Leave the Provider field unchanged, as shown below:

Click the Save button.

The File Observer job will run the moment it is saved. After you have done this, your Observer jobs page should look like the one below. You can verify that your job ran successfully by confirming the Ready status for each job:

7.3: Creating a Topology Resource Group

Now that we have topology resources, we will create a topology group using the "exact" topology group template. This template is useful for when you have a specific collection of resources that are unique in your environment that may be of particular importance. Perhaps you want to be able to find this group of resources quickly and easily, or visualize them on the screen.

  • From the burger menu in the top-left, navigate to: Operate → Resource management.
  • In the Resource management page, click on the Resource group templates icon in the top-right.

  • In the Resource group templates page, click on Create a new template, select Exact template and click Start.
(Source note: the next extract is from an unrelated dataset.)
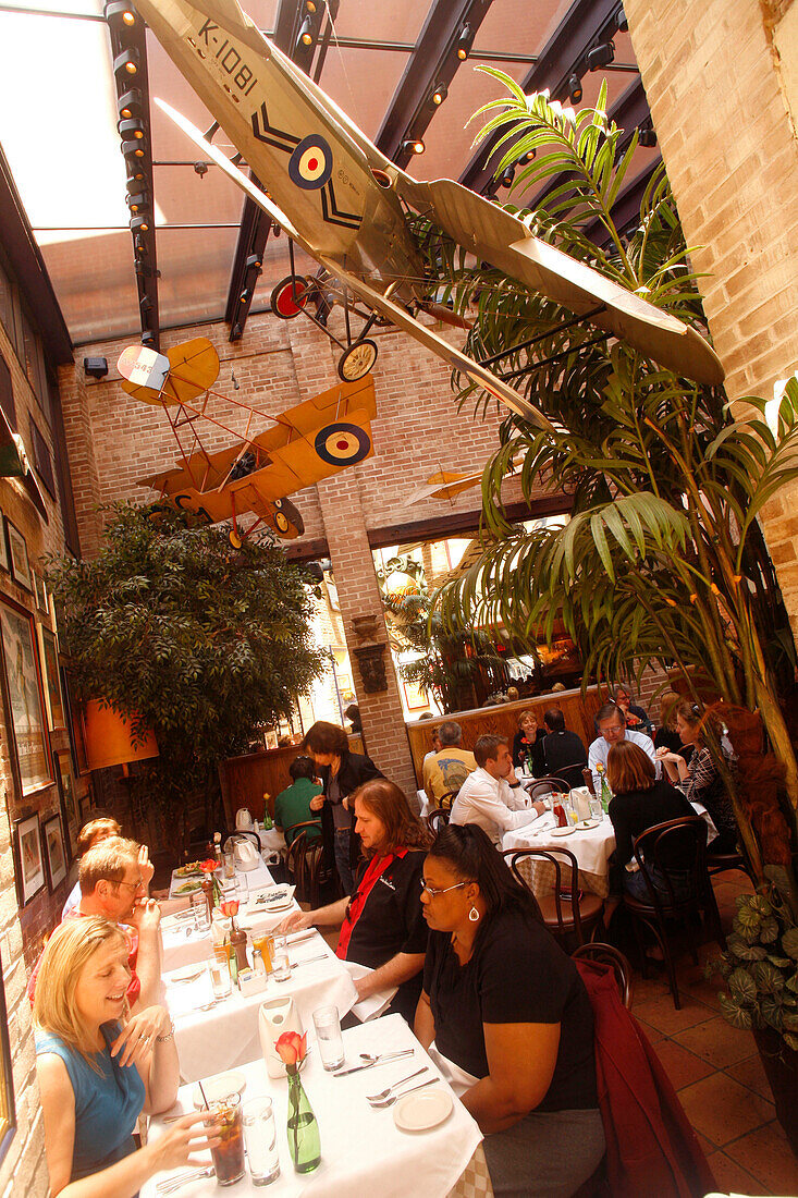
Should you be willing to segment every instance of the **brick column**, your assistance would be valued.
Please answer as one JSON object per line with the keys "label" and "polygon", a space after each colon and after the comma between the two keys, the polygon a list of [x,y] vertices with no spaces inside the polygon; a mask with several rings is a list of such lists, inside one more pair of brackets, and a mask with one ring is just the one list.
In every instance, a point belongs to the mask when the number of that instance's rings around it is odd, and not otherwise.
{"label": "brick column", "polygon": [[[654,127],[732,399],[798,365],[798,91],[791,0],[625,0]],[[798,636],[798,486],[762,526]]]}
{"label": "brick column", "polygon": [[[338,374],[335,356],[328,339],[304,320],[297,320],[290,326],[290,337],[301,398],[308,399],[320,391],[333,387],[338,382]],[[316,485],[316,492],[335,574],[344,636],[352,661],[352,680],[368,754],[386,778],[413,799],[416,775],[368,540],[359,467],[352,466],[334,478],[322,480]],[[362,616],[376,617],[373,640],[386,646],[383,660],[388,686],[377,694],[368,694],[364,690],[355,655],[358,639],[352,622]]]}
You will be presented with a Template builder page. From here, use the following steps to configure a new exact template:

  • Set the Template name as My Resource Group.
  • Skip the optional Description.
  • Choose the Resource group type: network
  • Under Resource group naming pattern, in the Name prefix field type ROUTER-
  • Enable Correlate event groups on topologies from this template. This is actually the objective of this Lab section after all. We will correlate events that affect the resources in the same topology group. This template will create such group of topology resources.
  • In the Search for a resource to get started on the right, type router1 and hit Enter
  • Choose router1 from the list of resources. Your screen should look like this

  • On the top-right, change the view to 1 hop and click Render

In summary, we have selected 3 resources that will be part of a topology resource group, as render in the view. Your form should look like this:

  • Finally, click Save template & generate resource group

Click on Resource group templates in the top-left.
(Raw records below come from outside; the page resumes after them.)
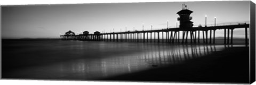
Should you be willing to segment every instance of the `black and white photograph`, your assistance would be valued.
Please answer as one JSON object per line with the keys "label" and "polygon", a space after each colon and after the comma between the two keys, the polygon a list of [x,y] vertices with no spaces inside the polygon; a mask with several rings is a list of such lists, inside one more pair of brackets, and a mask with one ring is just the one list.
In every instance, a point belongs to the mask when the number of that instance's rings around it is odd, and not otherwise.
{"label": "black and white photograph", "polygon": [[1,5],[1,79],[250,84],[250,1]]}

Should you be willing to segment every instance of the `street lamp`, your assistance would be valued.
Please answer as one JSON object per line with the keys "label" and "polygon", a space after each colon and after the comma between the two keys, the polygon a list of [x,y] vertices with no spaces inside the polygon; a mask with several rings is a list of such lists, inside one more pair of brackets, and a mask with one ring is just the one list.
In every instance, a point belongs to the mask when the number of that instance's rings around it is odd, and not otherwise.
{"label": "street lamp", "polygon": [[176,27],[178,27],[178,21],[176,21]]}
{"label": "street lamp", "polygon": [[144,23],[142,23],[142,31],[144,31]]}
{"label": "street lamp", "polygon": [[127,26],[125,26],[125,32],[127,31]]}
{"label": "street lamp", "polygon": [[207,26],[206,21],[207,21],[207,15],[205,15],[205,26]]}

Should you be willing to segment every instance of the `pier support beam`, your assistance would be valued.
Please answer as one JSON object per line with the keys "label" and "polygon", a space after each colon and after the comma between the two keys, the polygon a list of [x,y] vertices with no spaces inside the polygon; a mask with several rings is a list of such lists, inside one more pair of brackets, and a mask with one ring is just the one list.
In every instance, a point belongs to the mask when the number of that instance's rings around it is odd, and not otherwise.
{"label": "pier support beam", "polygon": [[231,29],[231,40],[230,44],[233,44],[233,29]]}
{"label": "pier support beam", "polygon": [[143,32],[143,42],[145,42],[145,33]]}
{"label": "pier support beam", "polygon": [[178,31],[178,43],[180,43],[180,31]]}
{"label": "pier support beam", "polygon": [[171,31],[171,35],[170,35],[169,43],[171,43],[172,39],[173,39],[173,37],[172,37],[172,35],[173,35],[172,33],[173,33],[173,32]]}
{"label": "pier support beam", "polygon": [[213,44],[215,44],[215,31],[216,30],[213,30]]}
{"label": "pier support beam", "polygon": [[165,42],[166,43],[168,42],[168,33],[169,33],[169,32],[165,32]]}
{"label": "pier support beam", "polygon": [[204,43],[205,43],[205,40],[204,40],[204,31],[202,31],[203,32],[203,42]]}
{"label": "pier support beam", "polygon": [[113,34],[113,41],[115,42],[115,34]]}
{"label": "pier support beam", "polygon": [[227,40],[228,42],[227,43],[227,44],[229,44],[229,29],[228,29],[228,37],[227,37]]}
{"label": "pier support beam", "polygon": [[154,32],[154,34],[154,34],[154,42],[156,42],[156,32]]}
{"label": "pier support beam", "polygon": [[159,33],[160,33],[159,32],[157,32],[157,37],[158,37],[157,39],[157,42],[158,43],[160,42],[160,36],[159,36],[160,34]]}
{"label": "pier support beam", "polygon": [[210,30],[210,44],[212,43],[212,30]]}
{"label": "pier support beam", "polygon": [[247,27],[245,27],[245,45],[248,44],[248,34],[247,33]]}
{"label": "pier support beam", "polygon": [[162,42],[164,43],[164,31],[162,32]]}
{"label": "pier support beam", "polygon": [[148,32],[147,32],[147,42],[148,42]]}
{"label": "pier support beam", "polygon": [[226,44],[226,29],[224,29],[224,44]]}
{"label": "pier support beam", "polygon": [[208,30],[205,31],[205,40],[206,44],[208,43]]}
{"label": "pier support beam", "polygon": [[185,43],[188,43],[188,31],[186,31],[187,32],[187,34],[186,35],[186,41],[185,41]]}
{"label": "pier support beam", "polygon": [[152,42],[152,32],[150,32],[150,42]]}

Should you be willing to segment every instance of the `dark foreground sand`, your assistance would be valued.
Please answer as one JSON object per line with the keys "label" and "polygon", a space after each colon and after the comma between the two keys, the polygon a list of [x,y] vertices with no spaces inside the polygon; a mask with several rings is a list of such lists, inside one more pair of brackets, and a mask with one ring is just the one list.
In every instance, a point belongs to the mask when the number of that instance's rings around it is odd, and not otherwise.
{"label": "dark foreground sand", "polygon": [[249,47],[229,48],[182,64],[102,80],[248,83],[249,54]]}

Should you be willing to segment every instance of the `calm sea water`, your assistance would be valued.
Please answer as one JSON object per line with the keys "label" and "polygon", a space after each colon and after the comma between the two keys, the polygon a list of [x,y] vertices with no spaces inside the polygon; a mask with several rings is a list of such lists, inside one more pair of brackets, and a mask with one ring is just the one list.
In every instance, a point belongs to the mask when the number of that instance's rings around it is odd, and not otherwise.
{"label": "calm sea water", "polygon": [[100,79],[182,63],[227,46],[229,46],[3,40],[2,77]]}

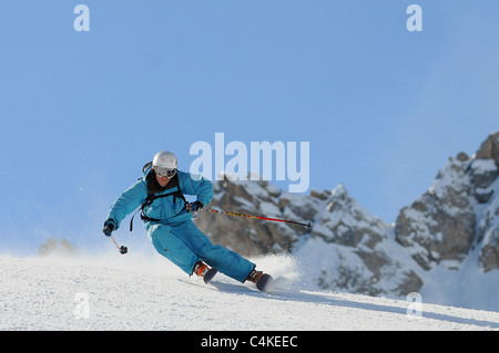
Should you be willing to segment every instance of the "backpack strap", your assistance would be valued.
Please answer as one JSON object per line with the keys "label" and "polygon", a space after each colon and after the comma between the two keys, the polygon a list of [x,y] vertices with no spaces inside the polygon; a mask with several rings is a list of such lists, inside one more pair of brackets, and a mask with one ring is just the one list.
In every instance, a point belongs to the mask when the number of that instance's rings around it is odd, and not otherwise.
{"label": "backpack strap", "polygon": [[166,193],[166,194],[162,194],[162,195],[154,195],[154,194],[147,194],[147,197],[145,198],[145,201],[141,205],[141,207],[135,211],[135,214],[133,214],[132,219],[130,220],[130,231],[133,230],[133,218],[135,217],[135,215],[139,211],[141,212],[141,219],[144,221],[161,221],[161,219],[156,219],[156,218],[152,218],[149,217],[145,211],[144,208],[150,206],[155,199],[159,198],[163,198],[163,197],[169,197],[173,195],[173,203],[176,203],[176,199],[180,197],[184,200],[184,207],[181,209],[181,212],[186,208],[187,205],[187,200],[185,199],[184,194],[182,194],[181,189],[180,189],[180,185],[176,187],[177,189],[175,191],[172,193]]}

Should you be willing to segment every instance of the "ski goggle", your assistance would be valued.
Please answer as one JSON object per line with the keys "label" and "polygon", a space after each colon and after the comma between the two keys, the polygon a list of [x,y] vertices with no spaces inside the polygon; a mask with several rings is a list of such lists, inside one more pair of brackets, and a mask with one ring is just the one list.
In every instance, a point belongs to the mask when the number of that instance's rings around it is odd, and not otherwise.
{"label": "ski goggle", "polygon": [[176,174],[176,168],[163,168],[163,167],[154,167],[154,172],[159,177],[169,177],[173,178]]}

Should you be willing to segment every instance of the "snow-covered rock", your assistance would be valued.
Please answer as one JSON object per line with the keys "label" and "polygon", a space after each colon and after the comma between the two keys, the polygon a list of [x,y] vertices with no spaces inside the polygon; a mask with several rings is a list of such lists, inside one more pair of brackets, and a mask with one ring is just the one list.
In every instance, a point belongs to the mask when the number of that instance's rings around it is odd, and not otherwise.
{"label": "snow-covered rock", "polygon": [[401,298],[437,290],[436,278],[446,278],[448,288],[472,278],[473,288],[459,284],[462,297],[472,297],[487,281],[478,278],[499,270],[498,146],[499,132],[471,157],[450,157],[395,225],[371,216],[344,185],[298,195],[230,176],[214,184],[210,207],[312,221],[313,228],[207,212],[195,221],[214,242],[244,256],[295,256],[315,288]]}

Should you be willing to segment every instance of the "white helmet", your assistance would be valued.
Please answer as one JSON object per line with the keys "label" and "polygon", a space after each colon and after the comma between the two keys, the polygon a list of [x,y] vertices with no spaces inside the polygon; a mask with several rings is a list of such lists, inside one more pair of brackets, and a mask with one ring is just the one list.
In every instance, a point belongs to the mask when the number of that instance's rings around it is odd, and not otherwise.
{"label": "white helmet", "polygon": [[153,169],[160,176],[173,178],[176,174],[177,160],[173,153],[161,150],[153,158]]}

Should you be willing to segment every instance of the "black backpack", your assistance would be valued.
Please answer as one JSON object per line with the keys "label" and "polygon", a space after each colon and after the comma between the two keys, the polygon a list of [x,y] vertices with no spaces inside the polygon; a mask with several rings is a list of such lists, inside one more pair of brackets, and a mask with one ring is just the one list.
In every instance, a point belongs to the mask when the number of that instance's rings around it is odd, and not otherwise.
{"label": "black backpack", "polygon": [[[145,173],[145,170],[146,170],[151,165],[152,165],[152,162],[146,163],[146,164],[142,167],[142,173]],[[179,174],[176,174],[176,175],[174,176],[174,178],[179,178]],[[140,180],[140,179],[142,179],[142,178],[139,178],[139,180]],[[185,199],[184,194],[182,194],[182,191],[181,191],[181,189],[180,189],[180,184],[179,184],[179,186],[177,186],[177,188],[176,188],[175,191],[166,193],[166,194],[162,194],[162,195],[154,195],[154,194],[155,194],[155,191],[150,190],[149,187],[147,187],[147,197],[145,198],[145,201],[144,201],[144,203],[141,205],[141,207],[135,211],[135,214],[133,214],[132,219],[130,220],[130,231],[133,230],[133,218],[135,217],[135,215],[136,215],[139,211],[142,211],[142,212],[141,212],[141,219],[142,219],[142,220],[145,220],[145,221],[161,221],[161,219],[156,219],[156,218],[149,217],[149,216],[145,214],[145,211],[144,211],[144,208],[147,207],[149,205],[151,205],[155,199],[159,199],[159,198],[163,198],[163,197],[167,197],[167,196],[172,196],[172,195],[173,195],[173,197],[174,197],[174,198],[173,198],[173,201],[176,203],[176,199],[177,199],[177,198],[181,198],[181,199],[184,200],[184,207],[182,208],[181,211],[183,211],[183,210],[185,209],[185,205],[187,205],[187,200]]]}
In the Resource group templates screen, you will see your new template:

Click on Resource management in the top-left and click on the Resource groups tab:

If you click on the name ROUTER-router1, you will be able to view the topology group, which consists of 3 resources:

7.4: Validate Topological Correlation

Now we have a group of topology resources that we can use to validate topological correlation. We will reload the same set of events. Because these events impact resources we have in our topology map and there is a resource group that clump these resources together, these alerts will be correlated.

From the Terminal window, lets submit again the events via the webhook script created in the previous section by running the following command from the Terminal window:

bash event-load-webhook.sh topology-events.json

Lets verify how the alerts are shown in the topology view:

  • From the burger menu in the top-left navigate to: Operate → Resource management.
  • From the Resource management page, click on the Resource groups tab.
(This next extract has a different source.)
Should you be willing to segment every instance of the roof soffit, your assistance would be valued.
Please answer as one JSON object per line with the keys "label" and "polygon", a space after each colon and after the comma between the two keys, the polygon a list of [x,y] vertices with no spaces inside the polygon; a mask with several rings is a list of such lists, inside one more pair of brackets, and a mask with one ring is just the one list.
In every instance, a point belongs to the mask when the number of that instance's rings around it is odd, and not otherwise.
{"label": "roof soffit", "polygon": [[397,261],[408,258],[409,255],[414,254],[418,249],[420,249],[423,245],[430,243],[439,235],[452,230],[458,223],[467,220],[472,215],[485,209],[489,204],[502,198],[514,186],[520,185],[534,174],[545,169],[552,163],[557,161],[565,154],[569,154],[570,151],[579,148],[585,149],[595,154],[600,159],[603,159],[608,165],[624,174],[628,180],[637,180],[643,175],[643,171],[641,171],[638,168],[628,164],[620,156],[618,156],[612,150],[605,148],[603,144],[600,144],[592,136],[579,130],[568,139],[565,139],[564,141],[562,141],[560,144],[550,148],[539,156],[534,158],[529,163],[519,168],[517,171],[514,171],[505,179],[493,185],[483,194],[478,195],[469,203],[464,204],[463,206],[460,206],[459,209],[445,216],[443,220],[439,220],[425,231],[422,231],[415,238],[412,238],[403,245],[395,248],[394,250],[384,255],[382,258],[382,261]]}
Now we can see the three alerts in the Resource alerts column, as shown below:

Click on the resource group ROUTER-router1 to see the resource details. Now we can see the three resources, each with one alert. Click on the Topology activity on the bottom to show the alert severity breakdown over time.

Lets validated that these alerts are indeed correlated.

  • From the burger menu in the top-left navigate to: Operate → Alerts

Now we can see that the three alerts have been correlated under a single group.

Click on the chevron icon on the left to expand the group. Also click on the View correlation icon in the top-right, the Correlation column shows the topological group icon.

7.5: Lab Recap

Congratulations if you made it here!. We have seen a lot of features in a short period of time. If there is a single thought that you can take away from this Lab, this is it:

Event Management is a core feature of the Cloud Pak for AIOps, as it can consume IT Ops events from multiple sources and apply advanced event noise reduction capabilities, including event classification, deduplication, correlation, suppression, etc. This allows IT operations teams to respond quickly and proactively to slowdowns and outages, with end-to-end visibility and context.